Memory management in long-lived Symfony commands

Memory management in long-lived Symfony commands

Here are some of the things I think are useful to keep memory usage under control in Symfony commands that process large databases.

Batching

Two naive approaches to looping over all contents of a database would be:

  • Select all data at once and migrate it in one run: the network is only accessed once but this can result in an “Out of memory” error because there is probably too much data for the server’s RAM;
  • Run the migration on each row, selecting rows one by one: memory usage is low because we only ever load one row into to memory at a time, but the network is accessed as many times as there are rows, which is very slow.

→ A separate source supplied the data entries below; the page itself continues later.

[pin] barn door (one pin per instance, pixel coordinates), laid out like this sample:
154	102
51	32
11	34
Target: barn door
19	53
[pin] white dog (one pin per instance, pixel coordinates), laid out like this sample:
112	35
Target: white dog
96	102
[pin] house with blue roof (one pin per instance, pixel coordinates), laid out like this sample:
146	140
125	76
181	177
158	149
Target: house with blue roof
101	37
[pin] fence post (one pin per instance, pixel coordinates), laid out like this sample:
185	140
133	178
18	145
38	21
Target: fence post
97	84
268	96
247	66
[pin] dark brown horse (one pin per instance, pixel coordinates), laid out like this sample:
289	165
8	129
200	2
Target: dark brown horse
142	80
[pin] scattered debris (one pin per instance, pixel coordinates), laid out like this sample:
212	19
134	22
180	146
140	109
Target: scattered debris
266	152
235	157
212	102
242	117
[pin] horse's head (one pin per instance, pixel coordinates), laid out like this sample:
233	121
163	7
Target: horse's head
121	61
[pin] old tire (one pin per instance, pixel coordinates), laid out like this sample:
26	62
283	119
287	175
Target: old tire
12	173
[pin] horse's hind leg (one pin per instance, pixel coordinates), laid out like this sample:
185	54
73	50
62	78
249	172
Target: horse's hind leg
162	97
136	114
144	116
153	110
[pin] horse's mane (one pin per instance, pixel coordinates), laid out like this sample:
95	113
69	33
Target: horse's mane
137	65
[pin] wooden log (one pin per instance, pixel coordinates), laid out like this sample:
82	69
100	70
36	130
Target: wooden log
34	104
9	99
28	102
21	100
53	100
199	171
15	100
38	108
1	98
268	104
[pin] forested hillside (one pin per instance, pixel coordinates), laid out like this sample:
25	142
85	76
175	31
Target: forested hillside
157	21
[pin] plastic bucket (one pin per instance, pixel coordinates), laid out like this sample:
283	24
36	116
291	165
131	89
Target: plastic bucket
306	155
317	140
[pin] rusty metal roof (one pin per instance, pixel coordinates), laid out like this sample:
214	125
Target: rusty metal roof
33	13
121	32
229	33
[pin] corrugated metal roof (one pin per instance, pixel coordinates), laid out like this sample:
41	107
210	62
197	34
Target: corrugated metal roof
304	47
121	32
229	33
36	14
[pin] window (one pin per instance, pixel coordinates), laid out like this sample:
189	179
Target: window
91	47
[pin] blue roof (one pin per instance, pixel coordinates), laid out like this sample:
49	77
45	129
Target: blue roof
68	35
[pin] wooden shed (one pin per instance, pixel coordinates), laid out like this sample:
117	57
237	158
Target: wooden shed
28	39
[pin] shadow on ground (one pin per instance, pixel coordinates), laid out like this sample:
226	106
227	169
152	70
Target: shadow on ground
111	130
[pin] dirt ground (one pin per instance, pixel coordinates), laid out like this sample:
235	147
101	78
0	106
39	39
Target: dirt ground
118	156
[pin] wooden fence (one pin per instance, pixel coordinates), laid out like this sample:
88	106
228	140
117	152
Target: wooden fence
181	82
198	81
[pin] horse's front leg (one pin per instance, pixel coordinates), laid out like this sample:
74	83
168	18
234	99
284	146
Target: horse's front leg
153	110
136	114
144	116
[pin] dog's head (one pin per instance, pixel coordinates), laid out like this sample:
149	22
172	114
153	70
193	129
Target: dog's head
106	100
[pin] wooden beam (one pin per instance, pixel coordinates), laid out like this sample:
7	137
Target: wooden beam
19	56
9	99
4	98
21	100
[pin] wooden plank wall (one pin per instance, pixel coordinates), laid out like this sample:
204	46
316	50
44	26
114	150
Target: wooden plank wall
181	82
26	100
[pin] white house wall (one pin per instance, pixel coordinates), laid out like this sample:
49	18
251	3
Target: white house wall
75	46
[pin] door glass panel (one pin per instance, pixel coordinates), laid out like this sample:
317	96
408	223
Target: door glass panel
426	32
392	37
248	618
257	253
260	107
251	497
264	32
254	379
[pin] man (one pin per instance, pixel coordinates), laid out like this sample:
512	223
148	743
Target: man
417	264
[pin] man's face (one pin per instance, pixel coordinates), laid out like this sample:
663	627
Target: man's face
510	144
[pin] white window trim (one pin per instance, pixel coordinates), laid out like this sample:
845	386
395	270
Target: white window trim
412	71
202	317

Using batching allows having a somewhat low and stable memory footprint while reducing network overhead. With batching, I select rows 100 by 100 (or 1000 by 100, or whatever fits your use case) and run the migration on each batch. It might look something like this in PHP:

$batchSize = 100;

// SQL's "OFFSET" tends to be slow on large tables. A faster approach is to select rows ordered by ID
// and to set a minimum ID with a "WHERE" clause. Something like:
//
//     SELECT * FROM user WHERE id > :minimumId ORDER BY id ASC
//
// This achieves the effect of an "OFFSET" but is significantly faster.
$minimumId = 0;

do {
    $batch = getBatchOfUsersOrderedById($batchSize);
    $batchCount = count($batch);
    $minimumId = $batch[$batchCount - 1]->getId();
    if ($batchCount > 0) {
        foreach ($batch as $user) {
            // ...
        }
    }
} while ($batchCount === $batchSize);

Putting the main loop’s body inside a separate method

PHP automatically clears memory of variables that go out of scope, somewhat like what C does with its stack variables. Any variable that is created in a function is cleared once the function ends. To allow PHP to clear more memory, I put the main loop’s content inside a separate method. It looks something like this:

$batchSize = 100;
$minimumId = 0;

do {
    list($batchCount, $minimumId) = $this->runOneBatch($batchSize, $minimumId);
} while ($batchCount === $batchSize);

And in a separate method named runOneBatch:

function runOneBatch(int $batchSize, int $minimumId): array {
    $batch = getBatchOfUsersOrderedById($batchSize);
    $batchCount = count($batch);
    $minimumId = $batch[$batchCount - 1]->getId();
    if ($batchCount > 0) {
        foreach ($batch as $user) {
            // ...
        }
    }
    return [$batchCount, $minimumId];
}

Marking unused variables as collectable by garbage collection

In PHP, variables are garbage collected, which means that I usually don’t have to manage the memory they use manually. Instead, PHP handles memory management automatically. This works well most of the time. But for long-running tasks, it has its limits. Because PHP does not always know that a variable has become useless, it keeps it in memory just in case. This increases memory usage.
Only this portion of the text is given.